Diverse Scuole con un’Unica Anima
E’ la musica cantata, suonata, ascoltata e capita da tutti coloro la cui lingua madre è l’arabo o uno dei suoi dialetti, indipendentemente dalla religione, dall’etnia e dal luogo di residenza.
Questa vasta area geografica si suddivide in tre grandi scuole musicali:
scuola magrebina (Marocco, Algeria, Tunisia, Libia)
scuola siro – egiziana (Egitto, Palestina, Giordania, Libano e Siria)
scuola irachena (Iraq, Arabia Saudita, Bahrein, E.A.U., Kuwait, Qatar, Oman e, Yemen).
scuola arabo – africana (Mauritania e Sudan).
Nonostante queste diversificazioni, la musica araba costituisce una tradizione forte e specifica, lo studio della quale rivela due punti essenziali: unità sovranazionale e arricchimento costante da parte delle varie tradizioni locali. L’unità sovranazionale di quest’arte, elaborata partendo dalle varie tradizioni pre-islamiche, si è realizzata grazie al contributo spirituale dell’Islam e linguistico dell’arabo.
Di tradizione orale la musica araba fa parte della grande famiglia delle musiche modali.

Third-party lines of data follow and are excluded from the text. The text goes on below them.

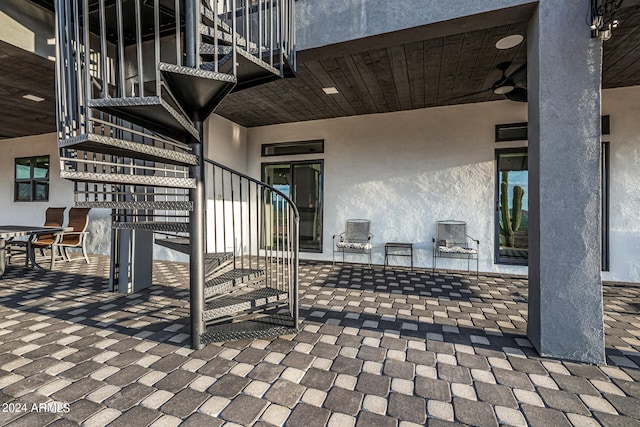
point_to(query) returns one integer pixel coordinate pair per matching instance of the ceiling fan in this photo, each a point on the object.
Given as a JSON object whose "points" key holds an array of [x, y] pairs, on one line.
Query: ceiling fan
{"points": [[512, 86]]}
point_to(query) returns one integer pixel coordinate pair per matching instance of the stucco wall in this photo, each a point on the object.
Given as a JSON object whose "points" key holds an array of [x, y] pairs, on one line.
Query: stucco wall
{"points": [[406, 170], [60, 191]]}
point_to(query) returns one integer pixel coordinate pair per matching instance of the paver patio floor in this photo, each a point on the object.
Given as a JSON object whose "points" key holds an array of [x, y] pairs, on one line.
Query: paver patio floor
{"points": [[376, 348]]}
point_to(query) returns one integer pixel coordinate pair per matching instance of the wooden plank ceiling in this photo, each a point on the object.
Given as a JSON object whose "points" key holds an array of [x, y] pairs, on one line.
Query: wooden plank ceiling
{"points": [[456, 69], [414, 72], [23, 73]]}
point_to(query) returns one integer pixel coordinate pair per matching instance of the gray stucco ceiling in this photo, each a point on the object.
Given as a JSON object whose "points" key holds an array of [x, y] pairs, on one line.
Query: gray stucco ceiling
{"points": [[436, 65]]}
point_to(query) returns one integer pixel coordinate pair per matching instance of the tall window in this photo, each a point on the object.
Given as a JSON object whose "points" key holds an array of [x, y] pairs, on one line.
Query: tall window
{"points": [[32, 179], [512, 214], [512, 204], [302, 182]]}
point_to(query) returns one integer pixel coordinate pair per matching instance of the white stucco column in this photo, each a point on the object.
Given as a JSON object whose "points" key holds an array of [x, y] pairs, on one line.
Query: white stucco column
{"points": [[564, 79]]}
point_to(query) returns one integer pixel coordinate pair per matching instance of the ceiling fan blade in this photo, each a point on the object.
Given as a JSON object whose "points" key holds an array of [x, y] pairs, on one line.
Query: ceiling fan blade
{"points": [[470, 94], [517, 94], [519, 76]]}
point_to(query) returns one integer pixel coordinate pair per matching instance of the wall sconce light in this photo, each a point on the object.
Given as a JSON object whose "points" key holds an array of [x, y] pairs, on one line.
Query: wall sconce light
{"points": [[603, 20]]}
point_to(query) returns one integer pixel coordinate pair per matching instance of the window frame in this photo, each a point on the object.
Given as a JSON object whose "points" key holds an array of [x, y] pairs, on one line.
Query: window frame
{"points": [[294, 144], [32, 180], [291, 164], [496, 239]]}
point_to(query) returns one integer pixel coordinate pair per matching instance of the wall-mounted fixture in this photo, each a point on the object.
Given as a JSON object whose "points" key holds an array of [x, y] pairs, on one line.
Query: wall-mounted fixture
{"points": [[603, 20], [510, 41]]}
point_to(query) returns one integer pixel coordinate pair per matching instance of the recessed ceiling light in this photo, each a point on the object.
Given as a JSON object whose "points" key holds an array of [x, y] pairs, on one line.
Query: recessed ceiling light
{"points": [[509, 41], [33, 98]]}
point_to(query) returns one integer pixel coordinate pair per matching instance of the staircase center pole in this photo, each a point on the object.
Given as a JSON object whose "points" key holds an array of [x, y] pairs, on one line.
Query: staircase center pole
{"points": [[196, 195], [196, 237]]}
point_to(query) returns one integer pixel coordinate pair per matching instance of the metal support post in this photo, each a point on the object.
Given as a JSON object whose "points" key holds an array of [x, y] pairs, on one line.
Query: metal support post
{"points": [[196, 237]]}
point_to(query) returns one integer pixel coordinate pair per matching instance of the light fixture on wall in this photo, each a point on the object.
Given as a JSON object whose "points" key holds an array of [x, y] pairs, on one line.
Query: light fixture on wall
{"points": [[510, 41], [603, 20], [330, 90], [33, 98]]}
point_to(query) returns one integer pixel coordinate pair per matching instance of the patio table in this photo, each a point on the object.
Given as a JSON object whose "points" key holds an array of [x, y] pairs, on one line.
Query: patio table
{"points": [[10, 231]]}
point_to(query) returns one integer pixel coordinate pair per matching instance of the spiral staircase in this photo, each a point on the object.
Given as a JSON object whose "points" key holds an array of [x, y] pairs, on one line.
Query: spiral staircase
{"points": [[135, 79]]}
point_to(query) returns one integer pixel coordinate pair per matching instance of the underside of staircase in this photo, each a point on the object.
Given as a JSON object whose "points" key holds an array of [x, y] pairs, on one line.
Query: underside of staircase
{"points": [[135, 80]]}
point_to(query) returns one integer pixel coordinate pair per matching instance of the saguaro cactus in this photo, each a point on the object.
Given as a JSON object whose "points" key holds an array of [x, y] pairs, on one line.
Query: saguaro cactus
{"points": [[510, 220]]}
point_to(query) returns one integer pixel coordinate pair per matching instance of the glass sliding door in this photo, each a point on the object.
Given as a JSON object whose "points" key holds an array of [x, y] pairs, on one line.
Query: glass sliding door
{"points": [[302, 182], [512, 207]]}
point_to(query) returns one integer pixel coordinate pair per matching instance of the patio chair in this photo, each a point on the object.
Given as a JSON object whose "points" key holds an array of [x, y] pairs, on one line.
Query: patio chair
{"points": [[53, 217], [355, 238], [78, 221], [452, 241]]}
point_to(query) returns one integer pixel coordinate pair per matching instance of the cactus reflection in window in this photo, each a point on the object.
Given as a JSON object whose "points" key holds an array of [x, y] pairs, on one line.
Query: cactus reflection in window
{"points": [[513, 203]]}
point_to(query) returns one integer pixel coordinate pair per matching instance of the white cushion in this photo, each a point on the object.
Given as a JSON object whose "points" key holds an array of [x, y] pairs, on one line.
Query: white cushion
{"points": [[354, 245]]}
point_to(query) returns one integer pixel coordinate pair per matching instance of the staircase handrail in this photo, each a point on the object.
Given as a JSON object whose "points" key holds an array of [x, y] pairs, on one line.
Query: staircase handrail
{"points": [[296, 213]]}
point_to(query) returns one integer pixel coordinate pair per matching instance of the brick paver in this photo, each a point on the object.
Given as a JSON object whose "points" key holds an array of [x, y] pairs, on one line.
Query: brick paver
{"points": [[375, 348]]}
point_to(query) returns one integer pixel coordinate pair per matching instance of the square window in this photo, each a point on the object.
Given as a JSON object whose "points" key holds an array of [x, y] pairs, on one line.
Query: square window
{"points": [[32, 179]]}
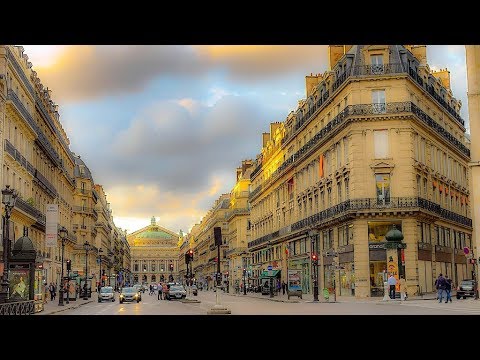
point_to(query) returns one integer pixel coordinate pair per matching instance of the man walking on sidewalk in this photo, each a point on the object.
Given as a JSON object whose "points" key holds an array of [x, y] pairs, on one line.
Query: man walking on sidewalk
{"points": [[392, 282]]}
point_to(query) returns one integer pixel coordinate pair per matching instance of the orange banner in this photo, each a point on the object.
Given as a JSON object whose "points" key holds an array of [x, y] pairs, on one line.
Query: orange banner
{"points": [[320, 168]]}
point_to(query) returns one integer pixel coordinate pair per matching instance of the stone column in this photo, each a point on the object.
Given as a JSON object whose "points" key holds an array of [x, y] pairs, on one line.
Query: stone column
{"points": [[473, 79]]}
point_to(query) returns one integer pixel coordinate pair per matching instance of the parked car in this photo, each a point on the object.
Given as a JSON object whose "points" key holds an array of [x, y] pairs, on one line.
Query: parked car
{"points": [[176, 292], [106, 293], [466, 288], [129, 294]]}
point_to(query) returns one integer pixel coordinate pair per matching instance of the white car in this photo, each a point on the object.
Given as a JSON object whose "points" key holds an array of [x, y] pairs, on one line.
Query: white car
{"points": [[176, 292], [106, 293]]}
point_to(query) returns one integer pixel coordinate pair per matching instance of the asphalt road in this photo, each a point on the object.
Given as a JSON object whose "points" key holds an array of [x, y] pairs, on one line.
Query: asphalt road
{"points": [[240, 305]]}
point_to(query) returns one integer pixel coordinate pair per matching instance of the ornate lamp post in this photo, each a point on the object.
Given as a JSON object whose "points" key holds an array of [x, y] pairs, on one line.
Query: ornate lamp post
{"points": [[312, 234], [100, 251], [63, 232], [86, 246], [9, 196]]}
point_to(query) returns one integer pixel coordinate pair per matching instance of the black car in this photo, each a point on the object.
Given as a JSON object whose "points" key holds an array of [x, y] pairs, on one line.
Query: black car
{"points": [[466, 288], [129, 294]]}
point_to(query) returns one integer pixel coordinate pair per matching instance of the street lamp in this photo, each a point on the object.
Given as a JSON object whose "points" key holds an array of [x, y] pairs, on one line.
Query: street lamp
{"points": [[100, 251], [63, 232], [86, 246], [312, 234], [9, 196], [244, 281]]}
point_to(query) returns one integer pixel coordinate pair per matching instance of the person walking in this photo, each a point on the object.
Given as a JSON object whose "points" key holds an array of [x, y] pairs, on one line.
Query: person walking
{"points": [[441, 287], [448, 289], [51, 289], [160, 288], [392, 282], [403, 288]]}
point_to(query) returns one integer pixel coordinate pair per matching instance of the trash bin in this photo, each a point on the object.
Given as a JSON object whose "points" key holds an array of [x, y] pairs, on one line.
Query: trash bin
{"points": [[326, 294]]}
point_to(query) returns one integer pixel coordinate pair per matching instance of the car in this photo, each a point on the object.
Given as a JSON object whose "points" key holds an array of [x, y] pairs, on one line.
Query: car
{"points": [[466, 288], [106, 293], [129, 294], [176, 292]]}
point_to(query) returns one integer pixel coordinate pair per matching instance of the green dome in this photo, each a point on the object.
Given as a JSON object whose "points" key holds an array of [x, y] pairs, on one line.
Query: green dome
{"points": [[394, 235], [154, 235]]}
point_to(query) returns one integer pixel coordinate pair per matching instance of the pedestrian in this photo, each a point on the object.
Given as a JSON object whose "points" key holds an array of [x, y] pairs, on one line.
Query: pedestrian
{"points": [[160, 289], [392, 282], [51, 288], [448, 288], [441, 287], [403, 288]]}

Si basa sul concetto di maqam (“luogo”, “il luogo dove si sta”, cioè l’ambito entro il quale si muove la composizione), che designa sia la scala modale e le sue caratteristiche che le reazioni emotive che esse possono suscitare nell’ascoltatore. Le scale modali, dette maqamat, sono formate da sette note e suddivise in 24 intervalli di un quarto di tono ciascuno dando così la possibilità al musicista di utilizzare distanze tra le note, oltre che di un semitono, anche di un quarto e tre quarti di tono. Tali scale modali eptafoniche sono più di 70 e ogni nota all’interno della scala stessa ha un nome che non si ripete all’ottava. Di fatto, essendo sufficiente un ambito di due ottave per eseguire la musica araba tradizionale, i teorici hanno contrassegnato con un nome soltanto i 48 suoni delle due ottave. “Ogni maqam costituisce un’entità modale che si muove in un universo melodico-ritmico, le cui strutture interne sia di spazio che di tempo obbediscono ad una serie di leggi consacrate dalla tradizione, dal gusto e dalle inflessioni dialettali e fonetiche proprie al genio di ogni gruppo sociale”.
Il sistema tonale arabo non è temperato, ovvero, gli intervalli tra le note non sono sempre tutti uguali ma la loro ampiezza varia secondo il modo usato e secondo la sensibilità e il gusto dell’esecutore.
Manca anche il concetto di armonia : si tratta di una musica che produce solo una linea melodica per volta con accompagnamento ritmico e quando due o più strumenti (melodici) suonano insieme, eseguono la stessa melodia all’unisono o a distanza di un’ottava.
“La musica araba ha un andamento che potremmo definire “orizzontale” : non esiste la dimensione verticale di coordinazione tra le diverse voci o strumenti. Il tempo scorre senza un concetto di sviluppo : non si deve arrivare a qualcosa ; piuttosto la melodia stessa dilata il tempo colorendolo di fioriture, ricami e abbellimenti che orbitano intorno alle note di una semplice melodia, mentre il musicista, improvvisando, si lascia trasportare dalla propria emotività“.
Altra caratteristica intrinsecamente legata alla tradizione musicale araba, quindi, è l’improvvisazione vocale e strumentale, che viene spesso eseguita sia come introduzione al brano con l’intento di esplorare il maqam e svelarne gli aspetti emotivi sia durante il brano stesso diventandone parte integrante.
Essendo ogni pezzo pensato in un certo maqam, il musicista per improvvisare deve conoscere perfettamente tutte le caratteristiche della scala, i suoi contenuti emotivi e i frammenti melodici tramandati dalla tradizione orale e composti dal suo maestro, da altri maestri o da egli stesso.